Nesta quinta-feira (17), foi desencadeada por força-tarefa do Estado de Santa Catarina a Operação Nota Referente – Atzo. As apurações, que resultaram nos mandados de busca e apreensão e de prisão em Chapecó, tiveram início em novembro de 2008 com troca de informações entre as secretarias da Fazenda do Rio Grande do Sul e de Santa Catarina, juntamente com o Ministério Público de ambos os Estados.

Dossiê produzido pela Receita Estadual gaúcha apontou a existência de práticas ilegais entre os anos de 2005 e 2008 realizadas por empresa atacadista de Santa Catarina. A fraude consistia na venda para contribuintes do Rio Grande do Sul de mercadorias sem documentação fiscal ou com subfaturamento (representada pela sigla Atzo, nas notas fiscais emitidas) e também em vendas com entregas de mercadorias em locais diferentes dos constantes nas notas fiscais (representada pela expressão Nota Referente). O prejuízo estimado com a sonegação supera os R$ 50 milhões, apenas para o Estado de Santa Catarina.

O secretário da Fazenda, Ricardo Englert, destaca que a operação é mais uma demonstração dos bons resultados das parcerias desenvolvidas entre os Fiscos Estaduais e também com o Ministério Público Estadual. "Já temos uma parceria eficiente desenvolvida com o Ministérios Público Estadual e estamos cada vez mais ampliando as possibilidades de troca de informações com outros Estados. As parcerias são a forma mais eficiente de combater as redes criminosas organizadas com o intuito de sonegar impostos e lesar os cofres públicos, prejudicando toda a sociedade, que paga esses impostos."

O diretor da Receita Estadual, Júlio César Grazziotin, adianta que a Operação terá desdobramentos no Estado, com as informações obtidas nos mandados de busca e apreensão realizados hoje em Santa Catarina. De acordo com o diretor da Receita Estadual, serão realizadas auditorias fiscais nos clientes da empresa no Rio Grande do Sul. Grazziotin também destaca que a concorrência desleal praticada pela empresa atacadista catarinense gerava protestos da Associação Gaucha de Atacadistas e Distribuidores do RS (Agad/RS), pois os ganhos ilegais obtidos pelo grupo criminoso afetavam a participação dos contribuintes gaúchos neste segmento, ocasionando o fechamento de empresas e postos de trabalho, além da diminuição da arrecadação do ICMS.

O diretor da Receita Estadual lembra que, desde fevereiro foi estabelecida no RS a exigência do recolhimento da diferença entre as alíquotas interna e interestadual de ICMS para produtos destinados à comercialização vindos de outros Estados. A medida equaliza a carga tributária nas operações internas (17%) com a alíquota das operações interestaduais (12%) e também faz parte da estratégia do Fisco gaúcho para minimizar os efeitos da sonegação proveniente de outras unidades da Federação.

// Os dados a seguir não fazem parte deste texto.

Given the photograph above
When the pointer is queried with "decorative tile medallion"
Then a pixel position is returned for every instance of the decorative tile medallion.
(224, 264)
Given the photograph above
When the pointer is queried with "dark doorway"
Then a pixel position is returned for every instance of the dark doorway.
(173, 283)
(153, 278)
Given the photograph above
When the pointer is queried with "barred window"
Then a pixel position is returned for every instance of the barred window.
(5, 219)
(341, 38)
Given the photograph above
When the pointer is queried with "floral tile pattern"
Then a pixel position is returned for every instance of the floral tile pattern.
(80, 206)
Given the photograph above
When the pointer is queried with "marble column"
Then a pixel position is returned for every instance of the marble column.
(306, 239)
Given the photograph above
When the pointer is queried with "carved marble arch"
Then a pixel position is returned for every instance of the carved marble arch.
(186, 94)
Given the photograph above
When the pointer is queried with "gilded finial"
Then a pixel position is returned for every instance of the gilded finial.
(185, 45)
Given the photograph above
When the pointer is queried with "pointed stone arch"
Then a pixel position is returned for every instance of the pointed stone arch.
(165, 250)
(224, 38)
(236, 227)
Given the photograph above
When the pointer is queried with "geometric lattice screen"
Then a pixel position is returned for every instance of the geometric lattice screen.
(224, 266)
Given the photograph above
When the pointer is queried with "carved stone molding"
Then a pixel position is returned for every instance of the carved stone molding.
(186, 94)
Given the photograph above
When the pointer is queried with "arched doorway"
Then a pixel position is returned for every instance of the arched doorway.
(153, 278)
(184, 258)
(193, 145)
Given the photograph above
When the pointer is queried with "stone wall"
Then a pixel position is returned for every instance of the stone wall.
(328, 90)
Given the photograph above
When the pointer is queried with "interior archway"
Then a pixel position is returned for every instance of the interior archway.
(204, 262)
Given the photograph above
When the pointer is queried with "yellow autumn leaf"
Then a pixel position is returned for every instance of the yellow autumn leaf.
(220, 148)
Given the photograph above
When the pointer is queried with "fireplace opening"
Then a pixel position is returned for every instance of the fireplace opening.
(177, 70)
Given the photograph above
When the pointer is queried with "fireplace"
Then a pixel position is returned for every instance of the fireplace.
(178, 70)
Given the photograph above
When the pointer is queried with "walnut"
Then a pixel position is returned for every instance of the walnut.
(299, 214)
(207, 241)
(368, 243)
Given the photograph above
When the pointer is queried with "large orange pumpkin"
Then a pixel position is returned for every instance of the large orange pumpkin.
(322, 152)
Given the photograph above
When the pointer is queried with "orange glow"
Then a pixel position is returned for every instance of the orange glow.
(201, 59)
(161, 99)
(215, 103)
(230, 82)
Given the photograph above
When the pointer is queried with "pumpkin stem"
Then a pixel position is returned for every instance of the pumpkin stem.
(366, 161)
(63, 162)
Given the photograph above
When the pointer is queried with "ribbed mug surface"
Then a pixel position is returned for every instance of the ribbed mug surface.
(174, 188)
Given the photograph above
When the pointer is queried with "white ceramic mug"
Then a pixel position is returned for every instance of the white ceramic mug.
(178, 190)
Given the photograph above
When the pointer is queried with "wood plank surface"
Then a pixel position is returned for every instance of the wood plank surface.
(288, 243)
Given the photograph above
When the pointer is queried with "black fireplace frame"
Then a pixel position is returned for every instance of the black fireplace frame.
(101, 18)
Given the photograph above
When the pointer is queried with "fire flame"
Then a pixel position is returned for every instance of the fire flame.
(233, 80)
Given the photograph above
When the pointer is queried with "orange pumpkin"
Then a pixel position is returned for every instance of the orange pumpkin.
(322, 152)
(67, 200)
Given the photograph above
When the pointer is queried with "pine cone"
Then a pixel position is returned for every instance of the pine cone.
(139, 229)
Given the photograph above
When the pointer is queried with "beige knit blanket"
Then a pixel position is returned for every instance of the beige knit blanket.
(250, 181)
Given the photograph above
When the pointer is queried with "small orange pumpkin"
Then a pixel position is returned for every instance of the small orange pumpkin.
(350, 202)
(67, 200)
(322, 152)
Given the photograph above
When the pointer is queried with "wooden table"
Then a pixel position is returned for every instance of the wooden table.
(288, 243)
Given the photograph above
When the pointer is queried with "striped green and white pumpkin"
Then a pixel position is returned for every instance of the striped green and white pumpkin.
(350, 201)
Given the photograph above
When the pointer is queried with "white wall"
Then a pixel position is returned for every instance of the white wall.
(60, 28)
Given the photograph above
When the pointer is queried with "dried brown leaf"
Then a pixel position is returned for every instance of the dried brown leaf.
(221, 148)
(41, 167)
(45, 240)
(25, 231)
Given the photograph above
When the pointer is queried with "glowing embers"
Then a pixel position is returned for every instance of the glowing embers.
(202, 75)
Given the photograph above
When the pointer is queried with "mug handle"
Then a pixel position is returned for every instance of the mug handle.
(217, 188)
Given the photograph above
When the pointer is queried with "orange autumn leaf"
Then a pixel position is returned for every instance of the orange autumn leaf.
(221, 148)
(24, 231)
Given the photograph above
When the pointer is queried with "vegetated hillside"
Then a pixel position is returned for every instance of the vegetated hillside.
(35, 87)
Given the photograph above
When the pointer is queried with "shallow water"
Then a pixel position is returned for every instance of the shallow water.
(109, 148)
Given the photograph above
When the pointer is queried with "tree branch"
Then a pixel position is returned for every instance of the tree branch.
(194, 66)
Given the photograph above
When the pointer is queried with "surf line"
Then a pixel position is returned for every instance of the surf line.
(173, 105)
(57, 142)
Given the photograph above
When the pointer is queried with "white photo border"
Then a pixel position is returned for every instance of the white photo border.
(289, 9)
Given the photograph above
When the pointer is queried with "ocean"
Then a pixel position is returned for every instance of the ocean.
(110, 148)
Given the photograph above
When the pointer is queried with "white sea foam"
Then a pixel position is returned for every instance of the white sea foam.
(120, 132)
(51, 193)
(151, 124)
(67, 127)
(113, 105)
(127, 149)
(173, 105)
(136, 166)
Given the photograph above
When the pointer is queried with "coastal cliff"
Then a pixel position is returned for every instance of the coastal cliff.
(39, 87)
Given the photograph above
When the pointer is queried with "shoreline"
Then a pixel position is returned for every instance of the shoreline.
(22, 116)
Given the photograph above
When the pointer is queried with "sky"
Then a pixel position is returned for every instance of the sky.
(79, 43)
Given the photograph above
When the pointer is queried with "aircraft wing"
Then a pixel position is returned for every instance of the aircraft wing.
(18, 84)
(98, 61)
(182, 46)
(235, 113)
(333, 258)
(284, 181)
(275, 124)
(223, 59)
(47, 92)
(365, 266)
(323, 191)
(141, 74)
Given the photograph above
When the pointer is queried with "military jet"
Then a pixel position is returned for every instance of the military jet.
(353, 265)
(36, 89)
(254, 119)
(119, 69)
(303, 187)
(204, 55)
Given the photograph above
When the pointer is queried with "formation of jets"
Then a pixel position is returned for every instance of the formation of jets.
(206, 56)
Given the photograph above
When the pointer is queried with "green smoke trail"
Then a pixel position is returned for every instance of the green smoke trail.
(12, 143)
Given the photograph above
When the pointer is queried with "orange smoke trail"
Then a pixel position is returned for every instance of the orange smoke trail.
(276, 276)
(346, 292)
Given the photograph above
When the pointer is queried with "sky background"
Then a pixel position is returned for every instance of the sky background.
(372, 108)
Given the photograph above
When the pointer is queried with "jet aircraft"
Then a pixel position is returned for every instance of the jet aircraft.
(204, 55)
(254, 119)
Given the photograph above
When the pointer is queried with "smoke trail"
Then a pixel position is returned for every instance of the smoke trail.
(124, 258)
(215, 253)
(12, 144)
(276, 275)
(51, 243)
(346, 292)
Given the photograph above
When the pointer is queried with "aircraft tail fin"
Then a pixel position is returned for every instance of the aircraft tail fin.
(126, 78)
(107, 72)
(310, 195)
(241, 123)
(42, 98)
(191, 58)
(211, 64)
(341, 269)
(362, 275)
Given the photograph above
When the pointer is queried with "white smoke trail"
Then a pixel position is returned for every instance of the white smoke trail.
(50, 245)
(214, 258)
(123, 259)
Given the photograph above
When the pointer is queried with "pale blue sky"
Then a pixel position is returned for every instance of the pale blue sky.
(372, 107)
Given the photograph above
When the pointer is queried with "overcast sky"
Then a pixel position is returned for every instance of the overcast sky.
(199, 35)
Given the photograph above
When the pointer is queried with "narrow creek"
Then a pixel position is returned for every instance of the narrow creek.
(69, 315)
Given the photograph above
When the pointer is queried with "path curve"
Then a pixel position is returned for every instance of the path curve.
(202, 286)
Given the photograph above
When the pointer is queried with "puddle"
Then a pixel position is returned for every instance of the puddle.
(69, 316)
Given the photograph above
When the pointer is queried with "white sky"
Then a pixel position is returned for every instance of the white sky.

A força-tarefa, composta por 54 agentes do Ministério Público e da Secretaria de Estado da Fazenda, entre outros Órgãos do Estado de Santa Catarina, cumpriu nesta quinta-feira (17) seis mandados de busca e apreensão, em quatro estabelecimentos e duas residências, e dois mandados de prisão contra pessoas ligadas diretamente a empresa atacadista localizada na região de Chapecó, no Oeste Catarinense.